An ed-tech executive working at a Mumbai-based company had similar complaints. “I struggled to meet deadlines as the laptop given by the office would stop responding midway," he said. A media professional from Bengaluru, too, complained about the lack of intent in replacing slow, janky and old devices by the company. “Even the software is not up to date and slow, leading to an increase in menial tasks," she said, seeking anonymity.

According to most employees Mint spoke to, poor quality technology tools add to stress, especially in a remote working environment as one does not get to meet or interact directly with colleagues to find a solution to an issue. This, they said, is prompting them to quit.

“While working from home, it was a frustration every other day to work on slow or outdated devices that do not support the latest operating system and other software. Moreover, a lack of communication with the IT department (there were very few staff available), took a toll on productivity and increased stress," said Rashmi Krishnan, a research consultant from Pune.

Vicky Jain, founder and chief executive, uKnowva, a cloud platform automating HR tasks, said many firms still use duplicative software, or tools that perform the same tasks, leading to bad and confusing experiences.

In June, a study by software-as-a-service company, Freshworks, found employees were reporting widespread failures in workplace technology used every day.

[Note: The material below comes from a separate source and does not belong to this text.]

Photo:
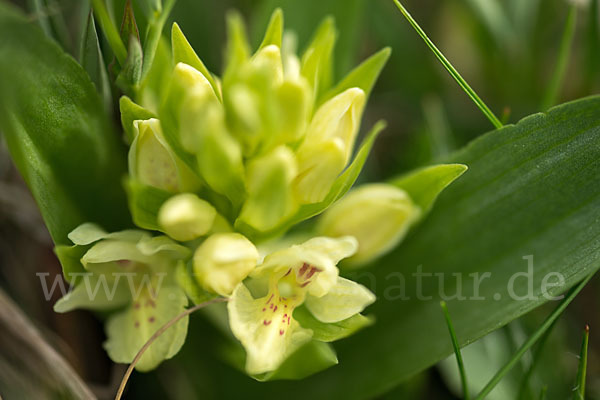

Over half of the participants complained of slow speeds, while 34% cited extended response times from IT teams. Lack of collaboration between departments and lack of automation were also cited as pressing issues.The report also said that over two-thirds of managers felt the employees were not given enough time to learn how to use new software and its benefits.

American security company Ivanti said in a report that 50% of the employees it surveyed were frustrated by the lack of intent by their organizations to upgrade tech tools, and 26% were considering quitting.

It said 42% had spent their own money to acquire better technology for work. Sachin Alug, CEO of staffing firm NLB Services, said close to 50% of candidates it interviews cited poor technology at work as a hindrance to growth or optimal productivity.